トランプ氏「新しい歴史作った」 注目の非核化は...

06/12 18:42
12日午後、米朝首脳会談を終えたアメリカのトランプ大統領が会見を行った。

トランプ大統領は、「皆さん、ありがとうございます。感謝いたします。帰国の準備をしていますが、この24時間、すばらしいものでした。実際には、この3カ月は大変なものであり、準備にしばらくかかりました。今ご覧になったテープは、金委員長と代表団にお渡ししたものです。韓国と中国という国は、素晴らしい可能性がある国です。(金委員長は)それを理解しているため、正しい方向へ行きたいと願っている」、「世界中の人に向けて会見できることを光栄に思う。本日は、北朝鮮の金委員長との歴史的なサミットに続き、大変集中した時間を共に過ごすことができた。すでに皆さんの手元には、署名された声明があると思います」などと語った。

史上初の米朝首脳会談を終え、午後5時すぎから記者会見を行ったトランプ大統領。
会談後に両首脳が署名した3つの共同声明の内容も明らかになった。

1つ目が、北朝鮮の体制保証。
2つ目が、新しい米朝関係樹立の推進。
そして3つ目が、北朝鮮は朝鮮半島の完全な非核化に向けて取り組むことを約束するというもの。

注目は、なんといっても、朝鮮半島の完全な非核化について。
これまでアメリカ側は、完全かつ検証可能で、不可逆的な核の廃棄を訴え、前日まで双方の主張が平行線をたどっているとみられていたが...。

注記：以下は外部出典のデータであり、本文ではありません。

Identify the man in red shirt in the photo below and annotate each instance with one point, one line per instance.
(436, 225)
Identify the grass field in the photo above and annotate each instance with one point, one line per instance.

トランプ大統領は、「安全保障と繁栄の輝かしい新しい時代を国民にもたらすリーダーとして、歴史に名を刻める、金委員長とわたしは先ほど、北朝鮮の完全なる非核化を約束する共同声明文に署名しました。また、その声明をできるだけ早く実行に移すために、精力的に交渉を続けることに合意しました。この合意をできるかぎり実現することにしました。金正恩委員長もそうしたいのです。これは過去とは違います。何も始めなかったために、何もなし得なかった政権とは違う」、「金委員長は、北朝鮮はすでに、主なミサイルエンジンの試験場を破壊していると言いました。これは署名された文書にはありません。これは署名したあとのことです。これは大きなことです。ミサイルエンジン試験場の破壊は、すぐに実現します。きょうがプロセスの始まりの日です。平和は何ものにもかえがたいものです。特にこのケースではそうです。何年も前にこうすべきでした。ずっと前に解決されるべきでした」と語った。

非核化について約束したと話すトランプ大統領。
しかし、記者から声明に「検証可能」で「不可逆的」という言葉がなかったことについて問われると…。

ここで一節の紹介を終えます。